Here I am again, with another bit of folk wisdom to pass on to the young. This one is not mine, however. Thirty years ago, or so, when I was still relatively newly arrived at the University of Massachuesetts Amherst, I knew a Professor of Italian named Zina Tillona [she has since gone on to earn a law degree and now practices in Northampton, I believe]. A group of us were sitting around gossiping one day about a mutual acquaintance who had just been tapped for an administrative position despite no prior such experience. "I wonder what sort of Dean he will be," someone said, idly. Zina replied, "Well, most people do most things the way they do most other things."

Ay first, I thought the remark rather trite, almost tautological. But on reflection, I realized that it encapsulated a very deep truth. There are styles in human behavior, and those styles crop up across a wide range of activities, some trivial, some very important. So this man was likely to be a Dean in roughly the way he was a tennis player, a father, a teacher, or a lover. If he was fussy, obsessed with trivia, vindictive in his personal relationships, and perpatually late to parties or his children's teacher conferences, then he would almost certainly be fussy, obsessed with trivia, vindictive, and chronically late to appointments as a Dean.

Erick Ericson says something similar in Childhood and Society [I think.] People have styles in dreaming, he observes.
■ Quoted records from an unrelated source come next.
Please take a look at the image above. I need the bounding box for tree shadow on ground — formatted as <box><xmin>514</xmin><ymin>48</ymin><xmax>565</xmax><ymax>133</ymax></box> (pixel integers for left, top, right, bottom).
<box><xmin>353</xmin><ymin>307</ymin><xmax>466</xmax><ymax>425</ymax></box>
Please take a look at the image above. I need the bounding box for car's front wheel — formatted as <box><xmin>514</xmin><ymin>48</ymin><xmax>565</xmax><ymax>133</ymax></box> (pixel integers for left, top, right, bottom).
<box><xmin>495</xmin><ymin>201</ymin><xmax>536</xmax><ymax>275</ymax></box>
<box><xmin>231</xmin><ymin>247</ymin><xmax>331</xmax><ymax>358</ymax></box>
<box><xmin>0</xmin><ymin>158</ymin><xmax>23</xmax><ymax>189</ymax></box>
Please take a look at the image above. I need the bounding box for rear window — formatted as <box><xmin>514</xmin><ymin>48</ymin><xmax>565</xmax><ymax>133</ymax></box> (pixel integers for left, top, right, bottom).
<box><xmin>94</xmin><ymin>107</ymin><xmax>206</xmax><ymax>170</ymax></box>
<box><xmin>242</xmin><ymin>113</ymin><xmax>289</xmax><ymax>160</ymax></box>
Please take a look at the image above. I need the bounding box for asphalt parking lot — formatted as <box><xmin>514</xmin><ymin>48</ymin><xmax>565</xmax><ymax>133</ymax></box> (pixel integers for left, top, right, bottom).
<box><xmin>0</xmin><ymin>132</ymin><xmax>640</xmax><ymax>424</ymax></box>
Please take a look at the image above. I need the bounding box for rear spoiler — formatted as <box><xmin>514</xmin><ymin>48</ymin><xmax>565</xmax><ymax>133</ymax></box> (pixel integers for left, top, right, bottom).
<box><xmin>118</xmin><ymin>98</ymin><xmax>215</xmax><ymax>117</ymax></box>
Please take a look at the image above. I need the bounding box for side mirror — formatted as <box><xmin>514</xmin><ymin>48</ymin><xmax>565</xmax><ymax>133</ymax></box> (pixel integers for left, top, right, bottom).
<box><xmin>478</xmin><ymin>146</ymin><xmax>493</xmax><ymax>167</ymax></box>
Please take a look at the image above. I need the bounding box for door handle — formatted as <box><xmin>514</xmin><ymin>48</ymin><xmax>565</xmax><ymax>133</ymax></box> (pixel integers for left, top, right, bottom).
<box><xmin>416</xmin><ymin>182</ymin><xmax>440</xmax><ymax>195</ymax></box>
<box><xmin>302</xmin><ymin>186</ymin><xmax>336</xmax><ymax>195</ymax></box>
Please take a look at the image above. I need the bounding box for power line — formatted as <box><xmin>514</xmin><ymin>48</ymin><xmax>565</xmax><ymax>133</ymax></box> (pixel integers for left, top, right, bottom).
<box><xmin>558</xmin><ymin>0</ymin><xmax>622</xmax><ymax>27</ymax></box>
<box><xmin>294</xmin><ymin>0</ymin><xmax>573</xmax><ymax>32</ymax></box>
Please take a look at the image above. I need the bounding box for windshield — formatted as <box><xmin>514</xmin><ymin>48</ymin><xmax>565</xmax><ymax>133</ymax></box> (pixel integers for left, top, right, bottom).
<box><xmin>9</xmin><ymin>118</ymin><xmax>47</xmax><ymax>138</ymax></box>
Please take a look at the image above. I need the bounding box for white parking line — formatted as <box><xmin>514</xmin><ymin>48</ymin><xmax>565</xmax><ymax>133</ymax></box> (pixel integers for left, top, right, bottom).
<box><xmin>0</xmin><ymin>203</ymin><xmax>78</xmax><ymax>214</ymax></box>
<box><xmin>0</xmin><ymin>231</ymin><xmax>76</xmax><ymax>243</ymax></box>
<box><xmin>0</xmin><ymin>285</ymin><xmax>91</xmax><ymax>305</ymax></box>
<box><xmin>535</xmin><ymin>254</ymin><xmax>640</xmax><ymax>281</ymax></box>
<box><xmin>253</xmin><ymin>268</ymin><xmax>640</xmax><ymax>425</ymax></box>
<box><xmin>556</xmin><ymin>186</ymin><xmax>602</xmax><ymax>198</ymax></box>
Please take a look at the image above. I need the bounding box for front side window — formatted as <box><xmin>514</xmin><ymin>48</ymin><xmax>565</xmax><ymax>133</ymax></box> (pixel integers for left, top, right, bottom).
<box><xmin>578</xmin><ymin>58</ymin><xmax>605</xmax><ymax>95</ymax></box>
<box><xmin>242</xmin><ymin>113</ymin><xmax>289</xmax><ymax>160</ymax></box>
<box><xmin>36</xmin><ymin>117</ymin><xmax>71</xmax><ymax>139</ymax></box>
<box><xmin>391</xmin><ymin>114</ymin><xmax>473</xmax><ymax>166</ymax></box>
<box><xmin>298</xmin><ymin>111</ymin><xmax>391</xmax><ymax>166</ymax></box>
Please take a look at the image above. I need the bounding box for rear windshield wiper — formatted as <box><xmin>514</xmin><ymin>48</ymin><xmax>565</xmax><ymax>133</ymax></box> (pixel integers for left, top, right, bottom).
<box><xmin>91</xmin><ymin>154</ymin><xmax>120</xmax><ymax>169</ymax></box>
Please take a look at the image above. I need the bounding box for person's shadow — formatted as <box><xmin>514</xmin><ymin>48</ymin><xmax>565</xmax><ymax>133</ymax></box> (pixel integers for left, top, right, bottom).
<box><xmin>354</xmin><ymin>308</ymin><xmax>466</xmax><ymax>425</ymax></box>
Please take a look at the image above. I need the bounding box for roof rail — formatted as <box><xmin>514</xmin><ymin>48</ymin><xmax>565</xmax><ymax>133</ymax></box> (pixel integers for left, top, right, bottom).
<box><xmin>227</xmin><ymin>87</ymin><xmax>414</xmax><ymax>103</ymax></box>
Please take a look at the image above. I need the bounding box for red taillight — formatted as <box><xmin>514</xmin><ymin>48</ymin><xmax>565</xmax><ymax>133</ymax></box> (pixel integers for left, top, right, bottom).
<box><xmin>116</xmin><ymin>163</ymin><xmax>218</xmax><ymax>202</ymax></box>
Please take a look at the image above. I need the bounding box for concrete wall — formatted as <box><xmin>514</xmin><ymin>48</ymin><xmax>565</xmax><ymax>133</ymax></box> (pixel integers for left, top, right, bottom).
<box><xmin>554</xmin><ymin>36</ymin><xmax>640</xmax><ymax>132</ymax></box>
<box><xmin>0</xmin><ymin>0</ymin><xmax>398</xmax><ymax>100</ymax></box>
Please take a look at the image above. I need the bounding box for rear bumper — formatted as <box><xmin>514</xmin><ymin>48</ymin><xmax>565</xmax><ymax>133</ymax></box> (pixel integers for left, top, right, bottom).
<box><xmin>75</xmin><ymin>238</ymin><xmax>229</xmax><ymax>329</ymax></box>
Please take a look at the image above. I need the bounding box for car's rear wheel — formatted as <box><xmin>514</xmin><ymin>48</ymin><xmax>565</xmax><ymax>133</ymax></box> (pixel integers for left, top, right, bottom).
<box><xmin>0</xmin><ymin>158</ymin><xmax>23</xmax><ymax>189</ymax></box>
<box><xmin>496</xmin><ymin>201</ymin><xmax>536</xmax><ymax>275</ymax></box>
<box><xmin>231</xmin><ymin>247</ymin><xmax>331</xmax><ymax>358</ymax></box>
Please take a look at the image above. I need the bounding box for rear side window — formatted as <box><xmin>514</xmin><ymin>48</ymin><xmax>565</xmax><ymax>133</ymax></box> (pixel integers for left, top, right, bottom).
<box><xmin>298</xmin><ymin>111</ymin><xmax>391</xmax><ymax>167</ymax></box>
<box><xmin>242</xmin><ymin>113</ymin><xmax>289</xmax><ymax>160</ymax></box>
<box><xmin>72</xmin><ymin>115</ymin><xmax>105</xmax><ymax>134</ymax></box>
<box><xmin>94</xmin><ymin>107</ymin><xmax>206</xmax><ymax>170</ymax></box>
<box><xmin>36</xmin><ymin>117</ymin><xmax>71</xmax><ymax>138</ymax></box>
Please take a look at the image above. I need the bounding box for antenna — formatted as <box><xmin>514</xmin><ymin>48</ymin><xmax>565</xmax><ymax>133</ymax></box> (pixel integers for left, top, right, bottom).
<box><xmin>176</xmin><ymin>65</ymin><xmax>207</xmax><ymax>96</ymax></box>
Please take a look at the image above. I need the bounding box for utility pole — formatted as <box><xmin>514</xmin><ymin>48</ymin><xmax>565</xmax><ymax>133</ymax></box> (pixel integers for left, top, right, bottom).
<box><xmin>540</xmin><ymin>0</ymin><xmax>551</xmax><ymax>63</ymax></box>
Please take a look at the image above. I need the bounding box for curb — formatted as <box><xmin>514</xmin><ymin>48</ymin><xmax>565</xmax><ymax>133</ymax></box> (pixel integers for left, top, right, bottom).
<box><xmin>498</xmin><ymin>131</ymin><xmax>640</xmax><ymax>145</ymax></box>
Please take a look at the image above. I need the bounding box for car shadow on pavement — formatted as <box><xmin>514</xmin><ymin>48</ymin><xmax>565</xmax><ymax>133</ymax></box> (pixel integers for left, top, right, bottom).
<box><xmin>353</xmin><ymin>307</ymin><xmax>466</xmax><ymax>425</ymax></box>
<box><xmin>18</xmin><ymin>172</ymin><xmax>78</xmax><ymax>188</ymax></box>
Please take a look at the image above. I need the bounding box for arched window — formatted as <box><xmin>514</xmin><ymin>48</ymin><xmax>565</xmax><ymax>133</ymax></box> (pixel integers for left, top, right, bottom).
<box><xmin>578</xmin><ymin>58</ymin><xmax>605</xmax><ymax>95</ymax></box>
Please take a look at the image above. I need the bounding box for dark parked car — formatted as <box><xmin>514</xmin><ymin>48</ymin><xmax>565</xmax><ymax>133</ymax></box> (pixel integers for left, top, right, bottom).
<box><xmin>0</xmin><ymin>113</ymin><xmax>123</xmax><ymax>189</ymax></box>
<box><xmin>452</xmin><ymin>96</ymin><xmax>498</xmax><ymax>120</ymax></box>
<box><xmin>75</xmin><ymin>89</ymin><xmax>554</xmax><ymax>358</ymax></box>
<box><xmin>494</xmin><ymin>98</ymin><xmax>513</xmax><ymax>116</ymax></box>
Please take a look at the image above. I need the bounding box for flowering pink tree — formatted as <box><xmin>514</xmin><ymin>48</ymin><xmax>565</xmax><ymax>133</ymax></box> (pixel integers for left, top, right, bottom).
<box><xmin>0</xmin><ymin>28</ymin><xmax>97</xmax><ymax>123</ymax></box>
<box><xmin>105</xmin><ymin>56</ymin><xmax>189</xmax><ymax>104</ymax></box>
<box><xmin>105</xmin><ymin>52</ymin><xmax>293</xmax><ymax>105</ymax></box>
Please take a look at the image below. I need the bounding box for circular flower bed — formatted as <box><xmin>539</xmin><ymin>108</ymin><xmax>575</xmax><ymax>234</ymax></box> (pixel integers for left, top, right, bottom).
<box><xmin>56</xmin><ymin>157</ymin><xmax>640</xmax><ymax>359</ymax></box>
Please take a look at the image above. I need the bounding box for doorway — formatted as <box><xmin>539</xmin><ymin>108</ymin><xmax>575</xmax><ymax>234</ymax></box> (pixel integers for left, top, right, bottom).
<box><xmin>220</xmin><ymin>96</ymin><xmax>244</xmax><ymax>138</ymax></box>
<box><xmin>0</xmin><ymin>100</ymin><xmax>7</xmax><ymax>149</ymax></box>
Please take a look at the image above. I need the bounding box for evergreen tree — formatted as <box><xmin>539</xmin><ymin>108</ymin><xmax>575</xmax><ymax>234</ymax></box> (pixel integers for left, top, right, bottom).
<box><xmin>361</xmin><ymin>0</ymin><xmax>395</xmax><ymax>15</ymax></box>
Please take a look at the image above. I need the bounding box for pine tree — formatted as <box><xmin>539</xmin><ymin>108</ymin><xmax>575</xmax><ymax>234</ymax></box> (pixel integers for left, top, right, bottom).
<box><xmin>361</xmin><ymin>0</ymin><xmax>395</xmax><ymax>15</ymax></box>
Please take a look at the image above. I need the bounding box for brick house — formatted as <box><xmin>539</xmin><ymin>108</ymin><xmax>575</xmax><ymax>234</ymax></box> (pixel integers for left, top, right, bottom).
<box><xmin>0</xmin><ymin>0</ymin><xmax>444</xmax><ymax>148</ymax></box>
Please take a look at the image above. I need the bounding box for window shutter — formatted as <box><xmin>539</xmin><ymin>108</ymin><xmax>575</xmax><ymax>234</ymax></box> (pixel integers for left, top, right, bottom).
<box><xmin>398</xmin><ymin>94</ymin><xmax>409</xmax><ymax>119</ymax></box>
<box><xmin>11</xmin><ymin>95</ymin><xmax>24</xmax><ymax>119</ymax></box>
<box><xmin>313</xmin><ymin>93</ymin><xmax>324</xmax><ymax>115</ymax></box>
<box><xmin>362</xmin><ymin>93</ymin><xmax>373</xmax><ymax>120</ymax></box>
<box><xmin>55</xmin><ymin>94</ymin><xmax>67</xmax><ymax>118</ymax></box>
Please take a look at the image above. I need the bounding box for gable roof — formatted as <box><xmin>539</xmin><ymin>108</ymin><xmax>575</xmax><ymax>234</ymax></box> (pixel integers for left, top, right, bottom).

Some always dream in color, others in black and white. Some have barren, simple dreams, others have cluttered dreams. And this is true regardless of the subject matter of the dream.

Why is any of this important, even granting that it is kind of interesting? Because lefties like me have to take seriously the idea that Obama will be the same sort of president that he was a community organizer, a state legislator, a senator, and a campaigner. It is natural for him to seek consensus, to listen to those with whom he disagrees, to look for something on which he can agree with his opponents, and on which he can build. His orientation is progressive, but he is not confrontational or ideological and he is very slow to anger.

We may like these features of his style of personality or not, and I think we can agree that they served him extremely well in the run for the presidency. But it is foolish of us now to want or expect him to channel our inner Dennis Kucinich.

Most people do most things the way they do most other things.